The show isn’t perfect: We’d be remiss if we recommended it without noting that a disabled character is played by an actor who does not share his character’s disability. It’s a misstep that could have easily been avoided, and a blemish on a show that handles a number of complicated topics so deftly.

How to watch it: Superstore airs on NBC, and older episodes are available on Hulu. Start with episode two, season two, “Strike.”

Bob’s Burgers is one of the funniest, most consistent shows on TV. It’s heavy on jokes and wild premises, and its characters are a collection of beautifully unhinged, frantic, awkward humans who are inexplicably relatable. And, at its core, the show is about a working-class family that is barely scraping by. The titular restaurant is always in peril, wealthy business owners are an existential threat, and minor mishaps – like a broken minivan or a decrepit sofa – are big enough financial burdens that zany attempts to replace them often form the basis of an entire episode.

Most importantly, Bob’s Burgers is a joy to watch. It’s a rare depiction of a family that faces stress without becoming bitter, and that struggles without being victims.

How to watch it: New episodes are on FOX, and the entire series is on Hulu. If you’re going to binge it, start with season three – that’s when the show finds its footing.

The Fosters finished airing in June and it is genuinely heartwarming, for those looking for some basic queer joy. The Freeform family drama revolves around a lesbian couple raising five kids under one roof – four of whom are foster children. It delves into the working-class life of a police officer and vice principal navigating childrearing, living in a racially mixed family, and the challenges of the foster system. It’s rare to see queer families on television, especially lesbian families, even though nearly 16 percent of same-gender couples are raising children together. For those dismayed its run is over, a spinoff, Good Trouble, is coming to Freeform!

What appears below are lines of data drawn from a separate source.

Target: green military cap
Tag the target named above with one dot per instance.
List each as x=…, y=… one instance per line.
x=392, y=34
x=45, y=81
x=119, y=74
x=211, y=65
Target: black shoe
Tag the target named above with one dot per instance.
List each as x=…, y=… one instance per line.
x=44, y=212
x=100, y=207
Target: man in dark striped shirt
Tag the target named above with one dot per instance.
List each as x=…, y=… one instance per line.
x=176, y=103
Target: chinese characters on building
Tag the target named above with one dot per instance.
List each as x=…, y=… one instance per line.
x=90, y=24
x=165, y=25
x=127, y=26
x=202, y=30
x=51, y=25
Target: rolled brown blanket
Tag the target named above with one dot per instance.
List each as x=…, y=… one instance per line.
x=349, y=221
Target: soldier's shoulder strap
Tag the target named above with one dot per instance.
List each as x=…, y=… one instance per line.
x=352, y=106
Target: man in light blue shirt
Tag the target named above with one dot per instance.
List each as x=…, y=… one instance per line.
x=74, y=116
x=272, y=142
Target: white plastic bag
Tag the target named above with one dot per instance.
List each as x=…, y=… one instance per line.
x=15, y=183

How to watch it: The whole show is on Netflix, and if you want to dip your toes in, try season one’s “I Do” (episode 10) for an extremely wholesome lesbian wedding, and “Quinceañera” (episode four) for some moving family drama.

Four inner-city LA teens navigate their coming of age in On My Block, which is a frank look at a part of Los Angeles that’s usually glossed over or turned into a cautionary tale. Monse (Sierra Capri), Cesar (Diego Tinoco), Ruben (Jason Genao), and Jamal (Brett Gray) inhabit different aspects of the Latinx and Afro-Latinx experience in a vibrant narrative deeply rooted in lived experience.

It would be a mistake to focus on the exploration of gang violence here: On My Block also confronts deportations, teen sexuality, family, and more in a diverse reflection of contemporary teen life. Plus, you are going to love Ruben’s abuela.

How to watch it: It’s a Netflix Original, and with only one season available, you can start right at the beginning!

Energetic mom Maya DiMeo (Minnie Driver) and her chaotic family enliven a drama that’s been widely praised by the disability community for its authentic handling of cerebral palsy from both the perspective of disabled youth growing into their autonomy and parents who advocate tirelessly for access and inclusion. Her son JJ is played by Micah Fowler, who actually has cerebral palsy and fills his role as the titular nonverbal character with gusto. Class comes in as the family struggles to find a good school for JJ, and ultimately finds itself living in the junkiest house in a fancy neighborhood and navigating all that comes with it.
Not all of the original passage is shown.